Angesichts der geständigen Einlassung des Beschuldigten und der Umstände seiner Festnahme erübrigen sich nähere Ausführungen zum dringenden Tatverdacht. Diesbezügliche Angriffe werden von der Verteidigung auch nicht erhoben.

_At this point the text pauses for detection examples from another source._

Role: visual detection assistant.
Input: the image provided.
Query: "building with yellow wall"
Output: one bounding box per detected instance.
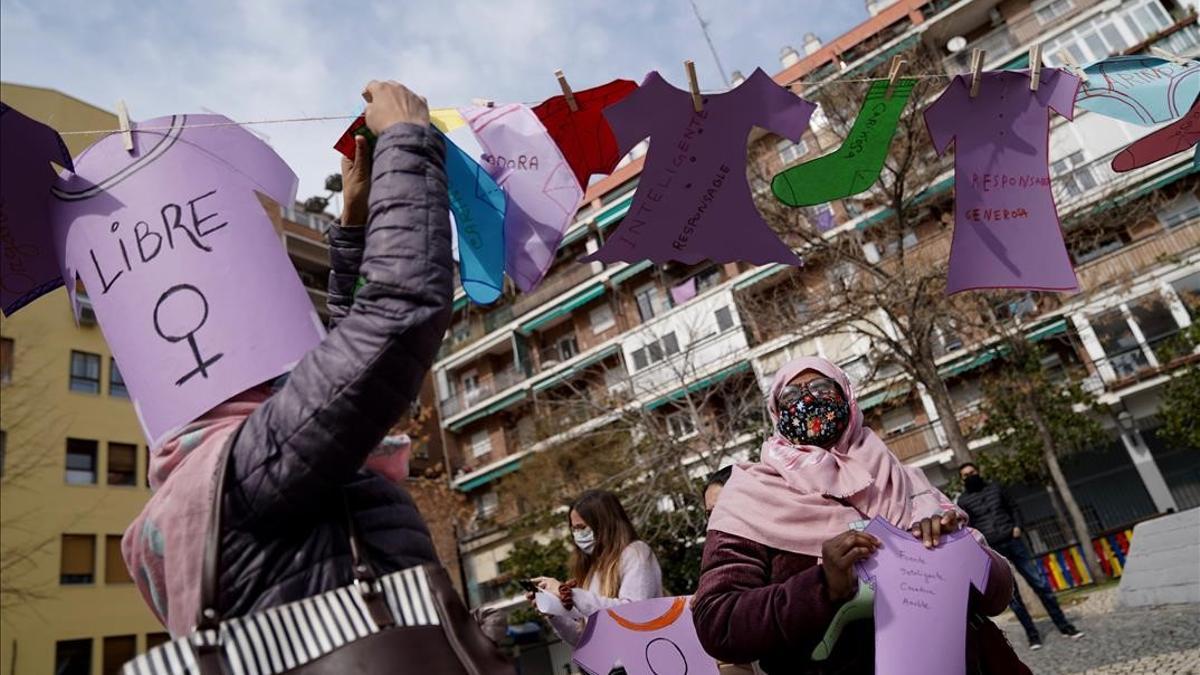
[0,83,329,675]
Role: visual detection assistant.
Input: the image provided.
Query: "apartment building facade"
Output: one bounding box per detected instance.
[433,0,1200,629]
[0,83,338,675]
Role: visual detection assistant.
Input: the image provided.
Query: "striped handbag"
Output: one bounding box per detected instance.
[122,429,515,675]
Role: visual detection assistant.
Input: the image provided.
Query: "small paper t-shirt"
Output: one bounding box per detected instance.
[533,79,637,190]
[462,103,583,293]
[925,68,1079,293]
[572,597,718,675]
[858,518,991,675]
[52,115,325,447]
[580,68,815,265]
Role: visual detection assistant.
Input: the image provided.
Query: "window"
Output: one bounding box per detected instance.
[59,534,96,585]
[475,492,500,518]
[716,306,733,333]
[54,638,91,675]
[634,283,662,321]
[667,411,696,441]
[470,429,492,459]
[588,305,617,335]
[1091,307,1150,377]
[1157,192,1200,228]
[1033,0,1074,25]
[102,635,138,675]
[67,438,100,485]
[104,534,133,584]
[0,338,13,384]
[108,442,138,485]
[71,351,100,394]
[108,359,130,399]
[775,138,809,165]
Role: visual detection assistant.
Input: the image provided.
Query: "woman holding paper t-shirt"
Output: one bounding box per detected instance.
[694,358,1028,675]
[526,490,662,646]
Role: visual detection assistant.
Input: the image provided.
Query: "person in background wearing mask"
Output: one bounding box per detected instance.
[958,462,1084,650]
[692,358,1030,675]
[526,490,662,646]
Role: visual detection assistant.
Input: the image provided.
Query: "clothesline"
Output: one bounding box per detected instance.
[59,73,974,136]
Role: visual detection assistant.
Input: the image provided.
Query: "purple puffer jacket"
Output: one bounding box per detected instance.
[218,124,452,617]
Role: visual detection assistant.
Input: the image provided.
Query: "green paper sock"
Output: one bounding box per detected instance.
[770,79,917,207]
[812,581,878,661]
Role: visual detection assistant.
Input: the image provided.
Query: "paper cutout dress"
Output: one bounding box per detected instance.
[533,79,637,190]
[770,79,917,207]
[925,68,1079,293]
[1112,97,1200,172]
[0,103,74,316]
[857,514,988,675]
[443,129,505,305]
[462,103,583,293]
[580,68,815,265]
[41,115,324,446]
[572,597,718,675]
[1075,56,1200,126]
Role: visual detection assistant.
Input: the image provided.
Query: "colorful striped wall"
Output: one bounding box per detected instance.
[1037,528,1133,591]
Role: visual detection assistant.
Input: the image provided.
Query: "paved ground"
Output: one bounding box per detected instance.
[997,586,1200,675]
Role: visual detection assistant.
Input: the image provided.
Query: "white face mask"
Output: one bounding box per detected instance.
[571,527,596,555]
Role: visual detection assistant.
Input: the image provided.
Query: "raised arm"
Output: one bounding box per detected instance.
[226,83,452,526]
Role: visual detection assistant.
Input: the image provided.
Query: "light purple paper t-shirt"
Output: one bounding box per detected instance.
[925,68,1079,293]
[580,68,816,265]
[52,115,324,446]
[461,103,583,293]
[858,518,991,675]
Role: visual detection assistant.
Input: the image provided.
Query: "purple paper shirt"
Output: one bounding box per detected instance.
[925,68,1079,293]
[572,597,718,675]
[462,103,583,293]
[858,514,988,675]
[53,115,324,446]
[0,103,72,315]
[580,68,816,265]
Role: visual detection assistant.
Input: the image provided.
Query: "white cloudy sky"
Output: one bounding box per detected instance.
[0,0,866,198]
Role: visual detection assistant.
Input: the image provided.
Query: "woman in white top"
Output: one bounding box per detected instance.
[527,490,662,646]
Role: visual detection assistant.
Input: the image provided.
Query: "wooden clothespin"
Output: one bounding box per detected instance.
[554,70,580,113]
[1030,42,1042,91]
[883,54,905,98]
[971,49,986,98]
[116,98,133,153]
[1150,47,1192,66]
[683,60,704,113]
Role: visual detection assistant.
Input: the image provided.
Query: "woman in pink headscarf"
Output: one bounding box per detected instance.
[694,358,1028,674]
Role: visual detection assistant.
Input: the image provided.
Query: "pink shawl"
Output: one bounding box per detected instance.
[121,387,412,638]
[708,357,956,557]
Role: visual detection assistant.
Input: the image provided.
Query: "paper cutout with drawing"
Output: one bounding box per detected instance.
[856,514,988,675]
[1075,56,1200,126]
[0,102,73,316]
[770,79,917,207]
[571,597,718,675]
[925,68,1079,294]
[580,68,815,265]
[533,79,637,190]
[462,103,583,293]
[41,115,324,447]
[443,128,505,305]
[1112,97,1200,173]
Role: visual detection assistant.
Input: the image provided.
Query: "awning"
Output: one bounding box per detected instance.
[456,459,521,492]
[858,384,912,410]
[608,261,654,286]
[533,345,620,392]
[518,282,604,335]
[450,389,529,431]
[646,362,750,410]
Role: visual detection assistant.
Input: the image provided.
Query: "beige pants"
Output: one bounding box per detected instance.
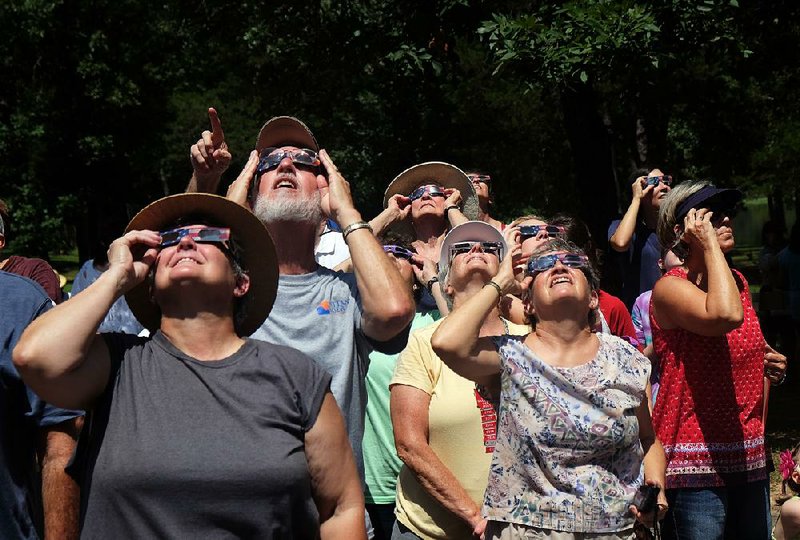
[486,521,635,540]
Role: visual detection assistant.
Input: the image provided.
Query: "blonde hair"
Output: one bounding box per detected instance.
[509,214,547,227]
[656,180,713,249]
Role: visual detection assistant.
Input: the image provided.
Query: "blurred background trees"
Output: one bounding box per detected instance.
[0,0,800,259]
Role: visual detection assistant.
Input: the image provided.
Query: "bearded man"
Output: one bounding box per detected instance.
[187,109,414,490]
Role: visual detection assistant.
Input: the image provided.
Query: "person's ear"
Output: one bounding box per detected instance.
[589,291,600,309]
[233,274,250,298]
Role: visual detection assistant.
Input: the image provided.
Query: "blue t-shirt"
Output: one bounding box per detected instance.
[0,271,82,539]
[608,219,661,311]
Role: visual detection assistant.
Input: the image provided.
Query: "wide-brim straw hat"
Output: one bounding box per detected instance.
[125,193,278,336]
[383,161,480,240]
[256,116,319,153]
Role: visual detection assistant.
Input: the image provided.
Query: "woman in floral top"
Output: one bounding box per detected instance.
[432,239,666,538]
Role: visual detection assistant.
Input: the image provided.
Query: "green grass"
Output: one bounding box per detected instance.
[50,248,81,292]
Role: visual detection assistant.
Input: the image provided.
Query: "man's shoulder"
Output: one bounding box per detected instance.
[0,268,50,303]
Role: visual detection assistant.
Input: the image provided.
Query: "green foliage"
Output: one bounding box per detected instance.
[0,0,800,256]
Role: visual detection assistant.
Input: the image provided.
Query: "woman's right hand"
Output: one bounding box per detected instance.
[107,230,161,294]
[681,208,719,252]
[386,193,411,221]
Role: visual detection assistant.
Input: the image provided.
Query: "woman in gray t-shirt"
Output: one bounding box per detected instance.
[14,193,366,538]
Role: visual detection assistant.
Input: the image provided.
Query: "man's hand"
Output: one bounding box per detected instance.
[317,150,355,228]
[386,193,411,223]
[189,107,231,179]
[444,188,463,208]
[631,176,655,201]
[107,230,161,294]
[225,150,258,209]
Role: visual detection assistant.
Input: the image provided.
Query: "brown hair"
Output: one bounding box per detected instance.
[775,443,800,506]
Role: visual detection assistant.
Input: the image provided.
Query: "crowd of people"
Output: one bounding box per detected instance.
[0,109,800,540]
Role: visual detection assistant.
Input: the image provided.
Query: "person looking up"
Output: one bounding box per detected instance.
[608,169,673,310]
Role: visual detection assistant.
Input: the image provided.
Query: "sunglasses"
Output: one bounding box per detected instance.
[256,148,322,176]
[158,227,231,251]
[528,253,589,276]
[450,240,503,262]
[519,225,567,238]
[467,174,492,185]
[383,244,414,261]
[647,174,672,186]
[408,184,447,201]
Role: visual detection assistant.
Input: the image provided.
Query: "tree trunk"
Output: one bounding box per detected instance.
[561,84,617,249]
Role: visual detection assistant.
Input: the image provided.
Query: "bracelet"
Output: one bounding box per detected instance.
[425,276,439,294]
[342,221,372,241]
[483,279,503,298]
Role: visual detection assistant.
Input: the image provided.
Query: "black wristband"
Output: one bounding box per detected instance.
[425,276,439,294]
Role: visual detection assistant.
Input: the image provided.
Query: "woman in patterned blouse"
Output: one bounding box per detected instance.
[432,239,666,538]
[650,182,785,540]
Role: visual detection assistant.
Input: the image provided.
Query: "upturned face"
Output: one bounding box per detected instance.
[440,241,500,295]
[253,146,322,223]
[154,224,249,296]
[525,251,597,320]
[519,219,550,255]
[409,183,447,221]
[645,169,672,208]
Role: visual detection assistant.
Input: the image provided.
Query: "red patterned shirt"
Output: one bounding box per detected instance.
[650,268,767,488]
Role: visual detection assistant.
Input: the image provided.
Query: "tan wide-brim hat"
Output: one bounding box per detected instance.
[125,193,278,336]
[383,161,480,238]
[256,116,319,153]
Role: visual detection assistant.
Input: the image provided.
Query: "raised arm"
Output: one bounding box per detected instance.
[631,394,667,526]
[39,417,83,540]
[608,176,653,252]
[652,208,744,336]
[431,246,521,382]
[186,107,231,193]
[317,150,415,341]
[14,231,161,409]
[390,384,486,536]
[306,392,367,540]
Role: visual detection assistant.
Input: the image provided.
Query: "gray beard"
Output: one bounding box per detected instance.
[253,191,324,225]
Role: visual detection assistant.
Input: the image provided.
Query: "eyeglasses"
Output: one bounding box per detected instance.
[158,227,231,251]
[450,240,503,262]
[528,253,589,276]
[256,148,322,176]
[383,244,414,261]
[519,225,567,238]
[408,184,447,201]
[647,174,672,186]
[467,174,492,186]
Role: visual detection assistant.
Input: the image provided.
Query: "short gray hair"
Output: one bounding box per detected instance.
[656,180,713,249]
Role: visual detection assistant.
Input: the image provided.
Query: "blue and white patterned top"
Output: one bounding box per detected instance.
[483,334,650,533]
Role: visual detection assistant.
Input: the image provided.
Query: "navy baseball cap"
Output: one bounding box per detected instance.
[675,186,743,221]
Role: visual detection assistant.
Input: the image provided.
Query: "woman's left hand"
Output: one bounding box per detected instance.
[764,343,786,384]
[493,245,525,295]
[628,480,669,527]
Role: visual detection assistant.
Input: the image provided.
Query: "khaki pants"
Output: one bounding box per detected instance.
[486,521,635,540]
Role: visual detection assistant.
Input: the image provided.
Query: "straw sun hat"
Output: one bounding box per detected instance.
[125,193,278,336]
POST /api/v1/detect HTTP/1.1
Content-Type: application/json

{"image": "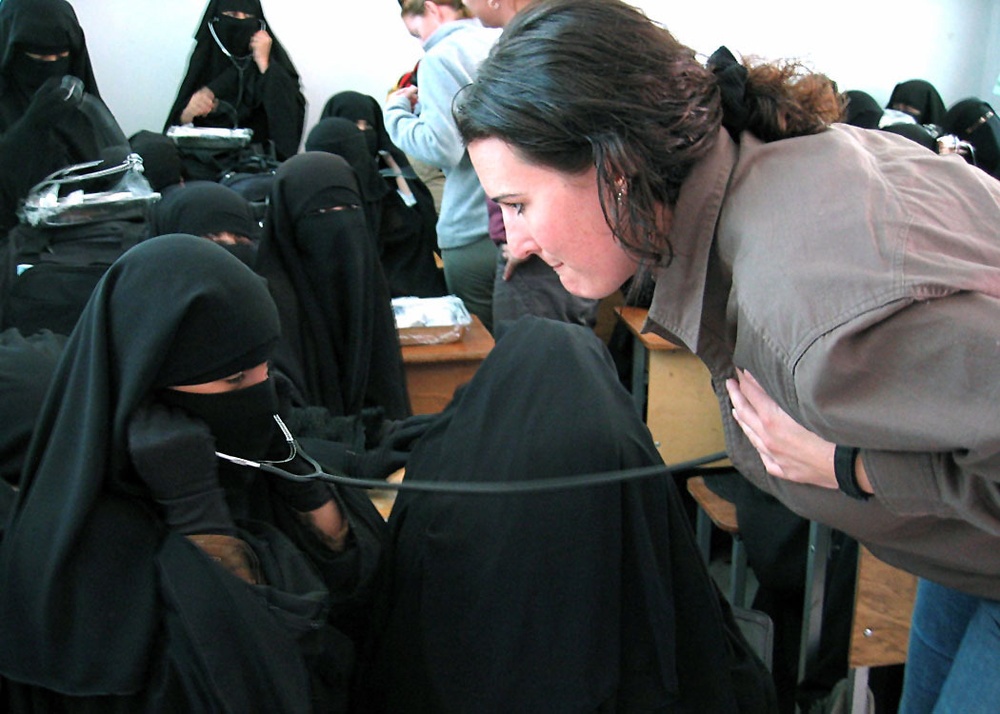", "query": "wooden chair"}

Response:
[686,475,748,607]
[848,546,917,714]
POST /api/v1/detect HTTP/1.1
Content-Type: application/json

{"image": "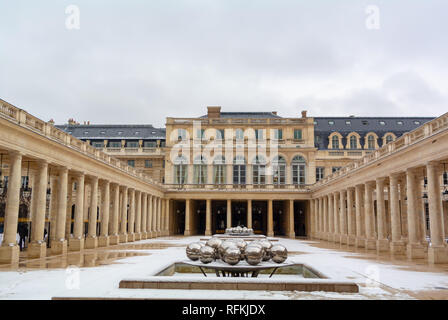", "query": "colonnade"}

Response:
[0,151,169,264]
[311,161,448,263]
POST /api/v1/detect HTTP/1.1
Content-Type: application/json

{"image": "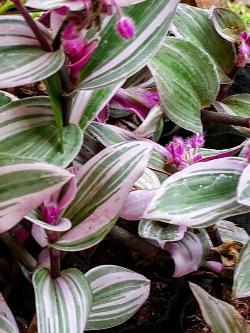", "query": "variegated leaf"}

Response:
[51,141,151,251]
[143,157,250,227]
[233,240,250,298]
[138,220,187,242]
[0,293,19,333]
[0,97,83,167]
[87,122,170,173]
[85,265,150,330]
[171,4,236,74]
[189,283,250,333]
[237,164,250,206]
[149,37,219,133]
[217,220,249,244]
[80,0,179,89]
[211,8,246,43]
[70,81,123,130]
[32,268,92,333]
[0,15,65,88]
[25,0,84,11]
[214,94,250,136]
[162,230,209,277]
[0,154,73,233]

Entgegen der Auffassung der Verteidigung ist der Haftgrund der Fluchtgefahr (§ 112 Abs. 2 Nr. 2 StPO) zu bejahen. Selbst wenn im vorliegenden Verfahren einem eventuellen Auslieferungsbegehren der Justizbehörden der Bundesrepublik Deutschland durch den niederländischen Staat entsprochen würde, was zumindest nicht von vornherein auszuschließen, möglicherweise sogar anzunehmen ist, ist unter Abwägung der maßgeblichen Umstände eher davon auszugehen, daß sich der Beschuldigte dem Verfahren durch Flucht entziehen wird als sich ihm zu stellen. Dabei verkennt der Senat nicht, daß der Beschuldigte einerseits ein umfangreiches Geständnis abgelegt hat und bei der Bemessung der zu verhängenden Strafe eine Strafmilderung nach § 31 BtMG aufgrund seiner Hinweise und Mitwirkungshandlungen geboten sein wird, die zur Festnahme des Beschuldigten Basous geführt haben. Gleichwohl wird er wegen des Gewichts der ihm zur Last gelegten Straftaten mit der Verhängung einer erheblichen und nicht mehr aussetzungsfähigen Freiheitsstrafe zu rechnen haben. Diese Straferwartung begründet für den Beschuldigten einen erheblichen Fluchtanreiz, dem ausreichende soziale Bindungen nicht entgegen stehen. Zwar hat der Beschuldigte bisher zusammen mit seinen beiden Brüdern bei seiner Mutter in Hengelo gewohnt, andererseits lebt seine Ehefrau noch in Syrien, wo er zudem weitere Bekannte und Verwandte hat. Es ist daher zu erwarten, daß der Beschuldigte dorthin oder in andere europäische Länder fliehen wird, statt sich dem vorliegenden Strafverfahren zu stellen. Eine derartige Flucht ist dem Beschuldigten sogar im Wege der legalen Ausreise von den Niederlanden aus möglich. Auch der Umstand, daß er zuletzt eine Arbeitsstelle bei der Stadtwacht Hengelo hatte, steht der anzunehmenden Fluchtgefahr nicht entgegen. Insoweit ist aufgrund seiner Einlassung davon auszugehen, daß er diese Arbeitsstelle ohnehin erst kurz, nämlich weniger als ein Jahr, inne hat und er den Arbeitsplatz aufgrund des vorliegenden Verfahrens verlieren wird.
Angesichts der Schwere der erhobenen Tatvorwürfe ist die angeordnete Untersuchungshaft ersichtlich nicht unverhältnismäßig.
Die Kostenentscheidung beruht auf § 473 Abs. 1 StPO.